ThéâtreCritiques de théâtre
Crédit photo : Stéphane Bourgeois
La duchesse (Jacques Leblanc) a vécu à une vitesse folle, n’ayant jamais daigné ronger son frein, ayant astreint le vaste Montréal «à ses pieds», plantant sa «graine» à tout vent. Au quotidien, elle a composé ce personnage féru de mondanités et de sexe au cours des quelque «40 années de service» qu’elle cumule à titre d’escorte.
Elle sonde ce passé, revisitant les nombreux personnages qu’elle a interprétés au cours de sa carrière, comme elle eût revu de vieux amis. La dame aux Camélias, May West, Shirley Temple et autres égéries féminines sont du nombre.

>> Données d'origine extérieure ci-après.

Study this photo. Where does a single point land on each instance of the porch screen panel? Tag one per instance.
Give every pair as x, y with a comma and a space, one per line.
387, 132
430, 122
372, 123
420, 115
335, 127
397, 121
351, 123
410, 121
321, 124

La duchesse de Langeais est d’ailleurs elle-même tirée d’un roman de Balzac, lequel s’est appliqué à démonter la légitimité de la noblesse aristocratique au 19e siècle.
La duchesse évoque ainsi les jalons de son succès et d’une vie qu’elle a menée comme en apesanteur, aussi librement que possible, en s’élevant par rapport au prosaïsme du quotidien ouvrier.
«Ce soir, on ne fait pas l’amour: on se saoule!»
L’assurance et la hauteur qu’elle affecte vont toutefois à vau-l’eau au fil d’un après-midi qu’elle écoule à s’enivrer, affalée sur une terrasse dardée par le soleil. «Le whisky pis les hommes, c’est ça qui va m’pardre», constate-t-elle alors qu’elle remonte le fil de son passé jusqu’à sa plus tendre enfance. Le masque, les accessoires affriolants, viennent à tomber. À la manière des effeuilleuses, elle se révèle ainsi au public, lentement.
La lubricité du personnage, son avidité maniaque pour le «cul», témoignent de ses efforts pour combler un abîme qui s’est creusé en elle. En définitive, les tombereaux d’amants qu’elle a enchaînés ont échoué à repousser la crainte qui l’habite: celle de l’attendrissement et des risques qu’il pose. «On pense qu’on a pu de cœur, pis on se rend compte que c’est tout ce qui nous reste», crache-t-elle, le cœur raviné par une déception amoureuse. Ainsi le destin lui tend-t-il cette embuscade au détour de ses 60 ans, prenant les traits d’un bel éphèbe auquel elle voue un amour fiévreux à sens unique.
La sexagénaire décatie dirige son impuissance rageuse contre les «p’tites juives» ingénues qui ébauchent leurs premiers gestes dans l’arène impitoyable des sentiments marchandés. Elle observe son passé avec regret, alors que celui-ci dérive vers des eaux inatteignables.
Une sentimentalité universelle
L’écriture de Michel Tremblay a cette faculté de plonger dans la mer intérieure de ses personnages, si humains; dans leurs effusions sentimentales, leur ivresse de même que dans les cloaques de leur souffrance. La sensibilité de la duchesse agit à la manière d’un vase communicant avec celle du public. Lorsqu’elle retourne les pierres de son passé, celui où on la désignait comme Édouard, elle donne à saisir et à mesurer l’envergure du drame qui est le sien. Ses confessions sont proprement bouleversantes.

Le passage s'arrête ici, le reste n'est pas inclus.